In den jüdischen Gettos von der Ostsee bis zum Schwarzen Meer waren, durch Mauern hermetisch abgeschottet und von SS-Posten »geschützt«, manchmal Hunderttausende von Menschen eingepfercht, die auf eine »schwarze Diät« gesetzt wurden, sodass viele ihrer Bewohner schließlich verhungerten. 120
Das erinnert mich an einen Besuch des ehemaligen Konzentrationslagers Buchenwald in Thüringen.

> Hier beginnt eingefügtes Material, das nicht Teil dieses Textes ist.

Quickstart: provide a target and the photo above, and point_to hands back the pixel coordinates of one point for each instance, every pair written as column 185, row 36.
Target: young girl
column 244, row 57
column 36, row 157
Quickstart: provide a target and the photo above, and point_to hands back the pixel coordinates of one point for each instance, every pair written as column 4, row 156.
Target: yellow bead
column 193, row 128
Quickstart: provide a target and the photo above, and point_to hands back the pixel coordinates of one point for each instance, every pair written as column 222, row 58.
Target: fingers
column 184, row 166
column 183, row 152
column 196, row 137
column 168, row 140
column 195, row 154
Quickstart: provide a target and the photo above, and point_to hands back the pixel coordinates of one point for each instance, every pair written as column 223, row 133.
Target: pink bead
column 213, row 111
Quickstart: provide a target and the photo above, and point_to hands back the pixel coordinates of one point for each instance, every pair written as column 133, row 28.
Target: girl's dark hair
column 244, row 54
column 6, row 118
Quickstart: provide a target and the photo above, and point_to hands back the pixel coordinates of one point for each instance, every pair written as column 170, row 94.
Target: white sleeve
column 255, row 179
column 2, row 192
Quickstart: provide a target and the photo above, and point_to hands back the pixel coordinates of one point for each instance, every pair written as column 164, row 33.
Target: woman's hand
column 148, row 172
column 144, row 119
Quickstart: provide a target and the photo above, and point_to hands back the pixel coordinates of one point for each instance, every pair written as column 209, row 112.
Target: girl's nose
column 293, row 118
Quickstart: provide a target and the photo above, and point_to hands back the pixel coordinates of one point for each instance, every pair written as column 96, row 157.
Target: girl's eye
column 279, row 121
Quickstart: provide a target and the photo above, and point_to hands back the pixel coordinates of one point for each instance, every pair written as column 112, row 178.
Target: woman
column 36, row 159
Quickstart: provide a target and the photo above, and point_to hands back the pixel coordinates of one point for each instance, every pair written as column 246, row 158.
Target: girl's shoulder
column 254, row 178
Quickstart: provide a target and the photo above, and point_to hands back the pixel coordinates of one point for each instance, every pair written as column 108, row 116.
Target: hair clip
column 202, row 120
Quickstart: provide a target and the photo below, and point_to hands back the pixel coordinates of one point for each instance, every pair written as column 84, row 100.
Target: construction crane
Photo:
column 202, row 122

Die Baracken der Häftlinge, das Lazarett, die Hinrichtungskammer (der mit Handschellen an einen Stuhl gefesselte Häftling wurde von einem SS-Mann durch Genickschuss getötet), die SS-Kasernen, die beiden Verbrennungsöfen, der sogenannte Appellplatz, wo jeden Tag ausgewählte Gefangene aufgehängt wurden, die Villa des Kommandanten und seiner Familie, die Schornsteine, Küchen, die Massengräber – das alles liegt auf einem idyllischen Hügel, den man durch den namengebenden Buchenwald zu Fuß erklimmt, nachdem man das in einem Tal gelegene Weimar verlassen hat, wo zu einer anderen Zeit Johann Wolfgang von Goethe bis zu seinem Tod im Jahr 1832 lebte und arbeitete.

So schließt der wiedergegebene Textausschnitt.